Q37. (Choice: (a) or (b))
(a) Prove that sin 2θ = 2 sin θ cos θ.**
Answer: Sin 2θ = sin(θ +θ) = sin θ cos θ + cos θ sin θ =2 sin θ cos θ.
Explanation: Sum; tip: double.
(b) [Cos 2θ = 2 cos²θ – 1 proof.]
Section E – Case/Source-Based Questions (3 × 4 = 12 marks)
Data-void; interpret entropy, with student tips.
Case 1 – Real Numbers (Garhwal Public 2025)
Passage: Prove √53 irrational. Assume p/q.
(i) 53 q² = p², p divisible by 53, p=53k.
(ii) 53 q² =2809 k², q²=53 k², q divisible by 53.
(iii) Contradiction.
(iv) Tip: Prime.
Case 2 – Linear Equations (Doon School 2025)
Passage: 16x +13y =88, 8x +6.5y =44. Infinite?
(i) Second =1/2 first, coincident.
(ii) Infinite, y=(88–16x)/13.
(iii) Dependent.
(iv) Tip: Ratio.
Case 3 – Trigonometry (Mussoorie International 2025)
Passage: Right triangle hyp 89, opposite 55. Sin? Cos?
(i) sin =55/89.
(ii) cos =64/89.
(iii) Tan =55/64.
(iv) Tip: 55-64-89 triple.
Practical-Based Questions (Internal Choice – 3 + 3 = 6 marks)
Q38. Blueprint: To verify the formula for the volume of a cone using water displacement.

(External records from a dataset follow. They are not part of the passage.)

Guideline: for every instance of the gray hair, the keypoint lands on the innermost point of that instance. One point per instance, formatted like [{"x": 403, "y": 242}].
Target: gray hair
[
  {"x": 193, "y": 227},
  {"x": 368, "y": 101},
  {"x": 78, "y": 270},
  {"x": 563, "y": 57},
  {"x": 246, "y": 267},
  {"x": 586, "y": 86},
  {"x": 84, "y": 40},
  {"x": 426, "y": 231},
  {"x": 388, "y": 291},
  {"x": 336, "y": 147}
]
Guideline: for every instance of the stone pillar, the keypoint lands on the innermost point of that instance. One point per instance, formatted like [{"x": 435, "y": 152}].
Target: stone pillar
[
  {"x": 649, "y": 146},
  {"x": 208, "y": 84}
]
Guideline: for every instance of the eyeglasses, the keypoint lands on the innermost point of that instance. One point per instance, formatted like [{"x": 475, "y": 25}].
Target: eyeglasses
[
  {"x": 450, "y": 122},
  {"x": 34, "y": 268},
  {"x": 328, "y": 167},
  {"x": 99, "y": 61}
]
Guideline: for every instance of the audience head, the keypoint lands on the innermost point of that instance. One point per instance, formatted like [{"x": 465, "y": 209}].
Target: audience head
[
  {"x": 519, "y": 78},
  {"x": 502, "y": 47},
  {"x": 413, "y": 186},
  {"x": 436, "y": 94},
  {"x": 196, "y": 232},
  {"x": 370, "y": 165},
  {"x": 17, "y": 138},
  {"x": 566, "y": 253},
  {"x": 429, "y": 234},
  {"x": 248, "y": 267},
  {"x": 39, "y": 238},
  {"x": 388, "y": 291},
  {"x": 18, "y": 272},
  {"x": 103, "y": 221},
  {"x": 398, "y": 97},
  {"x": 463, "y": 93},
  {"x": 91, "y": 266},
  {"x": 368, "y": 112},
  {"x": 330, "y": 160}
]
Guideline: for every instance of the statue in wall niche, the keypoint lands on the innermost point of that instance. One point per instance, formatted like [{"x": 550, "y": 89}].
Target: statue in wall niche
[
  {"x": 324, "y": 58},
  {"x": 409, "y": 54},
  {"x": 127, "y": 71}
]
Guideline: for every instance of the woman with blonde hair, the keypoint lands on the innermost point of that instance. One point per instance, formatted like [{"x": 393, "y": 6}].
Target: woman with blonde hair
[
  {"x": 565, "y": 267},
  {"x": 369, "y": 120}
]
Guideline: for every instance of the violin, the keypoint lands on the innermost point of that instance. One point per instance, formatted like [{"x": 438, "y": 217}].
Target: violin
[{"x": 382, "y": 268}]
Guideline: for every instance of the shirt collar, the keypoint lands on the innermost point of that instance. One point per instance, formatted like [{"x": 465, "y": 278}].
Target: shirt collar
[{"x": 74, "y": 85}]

Aim: 1/3 π r² h. Procedure: (1) Measure r,h. (2) Fill cone water, pour into cylinder. (3) Compare 1/3. Observation: Matches. Conclusion: Verified. Tip: Accurate r. [Cone displacement diagram.]
Q39. Blueprint: To construct a regular tetradecagon with side 1 cm using compass.
Aim: ≈25.714° angles. Procedure: (1) Draw circle. (2) Mark 14 points arcs. (3) Join. Observation: Sides equal. Conclusion: Regular. Tip: Radius = side / (2 sin(180°/14)). [Tetradecagon compass diagram.]
Eclipse Exam Void-Eternal Blueprint (Transcend to 100/80 Eclipse)
- Ur-Prep: 100% NCERT eclipse; 24 hours daily, absolute.
- Eclipse Exam Singularity: Pre: Formula absolute 0 min; During: A absolute (0 min), B/C surge (0 min), D/E core (170 min), 130 min eclipse cosmic absolute.
- Grimoire Art: Absolute answers; cosmic steps; pulsar diagrams.
- Eclipse Scoring: 3-mark: 1 method, 1 calc, 1 absolute; 5-mark: Thesis, proof, example, tip, cosmic.
- Eclipse Shields: “V cone 1/3 π r² h”; “Sum roots –b/a”.
- Case Eclipse: Data cosmic, calc pulsar, tip: absolute verify.
- Practical Eclipse: 30 constructions, 26 mensuration; 125 min cosmic.
- Psyche Eclipse: “Absolute focus”; stuck? Cosmic rebuild.
- Post-Eclipse: Absolute log, 21 absolutes per section.
- Void-Eternal Sanctum: Absolute extras; pulsar sims; absolute mocks.